P363 Depression and anxiety in Clostridioides difficile infection compared with inflammatory bowel disease during the Covid-19 pandemic

Țurcan, S.(1)*;Platon, V.(1);Negru, I.(1);

(1)State University of Medicine and Pharmacy from Moldova, Gastroenterology, Chisinau, Moldova- Republic Of;


Numerous studies and their meta-analysis have shown a high prevalence of anxiety and depression in patients with inflammatory bowel disease (IBD): up to a third of patients with anxiety symptoms and a quarter with depression symptoms. These rates increase even more with high disease activity: up to half of patients with anxiety criteria and up to a third with depression symptoms.

Data on the frequency and severity of depression and anxiety in patients with Clostridioides difficile infection (CDI) are not so numerous and unambiguous. During the Covid-19 pandemic, the frequency of depression and anxiety increased among healthy individuals and, even more so, among patients with intestinal diseases.

The aim of the study was to evaluate the degree of anxiety and depression in patients with IBD and those with CDI during the Covid-19 pandemic.


Thirty patients with IBD and 30 patients with CDI were included in the study. IBD was confirmed by endoscopy and histology. CDI was confirmed by enzyme analysis for glutamate dehydrogenase and toxins A and B in the feces of patients with nosocomial infection.

Hamilton scale (17 items) was used in order to assess the depression grade. This scale divides patients into four groups: no depression, mild, moderate and severe depression. Anxiety was diagnosed by the Spielberger scale (40 items) which includes analysis of State anxiety (SA) and Trait anxiety (TA).


Depression was determined in 56.7% of patients in the IBD group: 46.7% had mild depression, and 10% moderate depression.
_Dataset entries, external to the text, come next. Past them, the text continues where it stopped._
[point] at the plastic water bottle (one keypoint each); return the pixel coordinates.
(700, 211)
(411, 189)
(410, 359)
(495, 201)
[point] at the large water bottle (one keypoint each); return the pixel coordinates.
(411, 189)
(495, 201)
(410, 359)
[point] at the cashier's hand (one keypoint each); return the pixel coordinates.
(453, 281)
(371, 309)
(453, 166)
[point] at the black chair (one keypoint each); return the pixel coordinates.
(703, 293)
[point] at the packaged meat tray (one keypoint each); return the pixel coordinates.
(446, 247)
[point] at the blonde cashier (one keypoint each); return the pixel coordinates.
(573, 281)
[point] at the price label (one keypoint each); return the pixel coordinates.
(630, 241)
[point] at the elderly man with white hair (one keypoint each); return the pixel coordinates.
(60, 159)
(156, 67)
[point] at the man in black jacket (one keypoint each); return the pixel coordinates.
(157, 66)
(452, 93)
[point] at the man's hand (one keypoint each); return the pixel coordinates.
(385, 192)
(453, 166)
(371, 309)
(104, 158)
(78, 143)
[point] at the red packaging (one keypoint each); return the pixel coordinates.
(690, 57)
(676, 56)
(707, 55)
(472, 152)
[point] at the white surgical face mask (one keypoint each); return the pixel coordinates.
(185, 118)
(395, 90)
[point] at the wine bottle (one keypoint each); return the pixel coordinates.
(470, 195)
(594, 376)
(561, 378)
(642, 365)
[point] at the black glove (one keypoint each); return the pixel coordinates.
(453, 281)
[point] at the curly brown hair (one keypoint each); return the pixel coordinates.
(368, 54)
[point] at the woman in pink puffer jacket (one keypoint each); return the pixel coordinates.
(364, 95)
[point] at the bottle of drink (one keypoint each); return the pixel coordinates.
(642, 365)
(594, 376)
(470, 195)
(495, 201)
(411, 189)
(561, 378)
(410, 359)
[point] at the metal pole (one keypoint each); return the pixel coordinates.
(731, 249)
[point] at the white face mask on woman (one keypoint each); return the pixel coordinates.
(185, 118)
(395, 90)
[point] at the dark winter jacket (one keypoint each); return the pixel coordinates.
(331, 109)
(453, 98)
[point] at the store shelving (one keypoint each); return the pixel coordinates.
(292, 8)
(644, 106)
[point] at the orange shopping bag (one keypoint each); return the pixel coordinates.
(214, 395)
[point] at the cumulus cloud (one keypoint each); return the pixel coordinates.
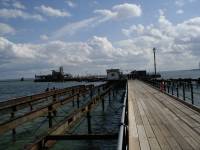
(18, 5)
(44, 37)
(6, 29)
(71, 3)
(16, 13)
(180, 11)
(181, 3)
(52, 12)
(72, 28)
(121, 11)
(177, 44)
(97, 53)
(118, 12)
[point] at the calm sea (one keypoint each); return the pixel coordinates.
(194, 74)
(14, 88)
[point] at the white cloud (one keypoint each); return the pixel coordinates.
(71, 3)
(180, 11)
(44, 37)
(16, 13)
(118, 12)
(6, 29)
(122, 11)
(127, 10)
(180, 3)
(52, 12)
(18, 5)
(72, 28)
(177, 44)
(98, 53)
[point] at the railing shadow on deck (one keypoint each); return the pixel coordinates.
(185, 92)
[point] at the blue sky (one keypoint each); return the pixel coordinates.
(92, 35)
In the CDI group depression was diagnosed significantly more frequently – 86.7% of cases: mild grade in 76.6% and moderate in 10%, predominantly among women.
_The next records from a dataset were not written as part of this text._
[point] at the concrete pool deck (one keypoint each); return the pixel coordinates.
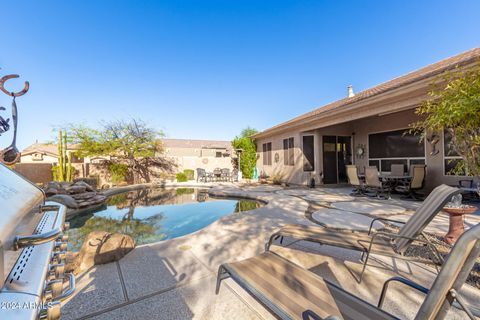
(175, 279)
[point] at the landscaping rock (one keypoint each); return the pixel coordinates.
(84, 196)
(97, 199)
(114, 248)
(100, 247)
(65, 200)
(84, 184)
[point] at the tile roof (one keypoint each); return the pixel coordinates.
(420, 74)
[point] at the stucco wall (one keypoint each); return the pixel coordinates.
(361, 128)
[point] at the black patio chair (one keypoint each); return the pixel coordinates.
(201, 175)
(225, 174)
SA was identified in 46.7% of patients in IBD group, and severe SA in 10.0%. In CDI group the frequency and grade of SA were similar: 40.0% and 13.3% respectively.

The  of TA was extremely high in both groups: 93.3% in the IBD group, of which 50.0% with severe TA, and 96.7% in the CDI group, of which 40.0% with severe TA.
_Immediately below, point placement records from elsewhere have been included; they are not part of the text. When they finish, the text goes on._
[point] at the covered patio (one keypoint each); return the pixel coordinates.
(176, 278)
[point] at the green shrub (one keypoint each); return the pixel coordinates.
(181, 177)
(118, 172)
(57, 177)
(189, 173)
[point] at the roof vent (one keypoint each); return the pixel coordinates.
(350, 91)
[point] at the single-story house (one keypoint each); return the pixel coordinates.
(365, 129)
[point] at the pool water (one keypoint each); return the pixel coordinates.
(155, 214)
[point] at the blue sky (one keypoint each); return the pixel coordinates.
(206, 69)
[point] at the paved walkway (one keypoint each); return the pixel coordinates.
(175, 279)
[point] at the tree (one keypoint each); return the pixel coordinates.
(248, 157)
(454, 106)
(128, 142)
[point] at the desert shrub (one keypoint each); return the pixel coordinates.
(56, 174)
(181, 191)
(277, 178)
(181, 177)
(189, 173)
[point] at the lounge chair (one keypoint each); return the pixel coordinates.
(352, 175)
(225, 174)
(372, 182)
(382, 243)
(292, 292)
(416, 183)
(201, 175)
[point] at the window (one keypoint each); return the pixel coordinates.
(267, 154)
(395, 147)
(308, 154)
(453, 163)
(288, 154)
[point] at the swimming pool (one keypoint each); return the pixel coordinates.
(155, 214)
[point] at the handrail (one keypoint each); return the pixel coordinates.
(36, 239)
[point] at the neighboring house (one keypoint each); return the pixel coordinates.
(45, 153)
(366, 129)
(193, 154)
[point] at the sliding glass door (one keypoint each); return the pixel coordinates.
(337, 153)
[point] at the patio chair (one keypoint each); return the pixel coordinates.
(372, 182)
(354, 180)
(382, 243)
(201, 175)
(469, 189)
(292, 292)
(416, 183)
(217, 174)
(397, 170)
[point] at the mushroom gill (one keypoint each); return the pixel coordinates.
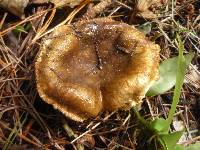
(95, 65)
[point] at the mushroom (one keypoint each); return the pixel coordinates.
(95, 65)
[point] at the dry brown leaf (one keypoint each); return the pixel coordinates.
(61, 3)
(14, 6)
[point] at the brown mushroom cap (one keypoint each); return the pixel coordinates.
(95, 65)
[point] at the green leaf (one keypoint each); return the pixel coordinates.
(195, 146)
(180, 74)
(170, 140)
(160, 125)
(178, 147)
(167, 80)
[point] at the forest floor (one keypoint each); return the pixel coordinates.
(26, 122)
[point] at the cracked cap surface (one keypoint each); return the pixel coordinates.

The results of the study confirm the presence of anxiety and depression in an extremely large number of patients with IBD and CDI during the Covid-19 pandemic. The frequency of anxiety and depression in this study is significantly higher than previously reported. Patients with IBD and CDI should be monitored for early diagnosis and adequate treatment of depression and anxiety.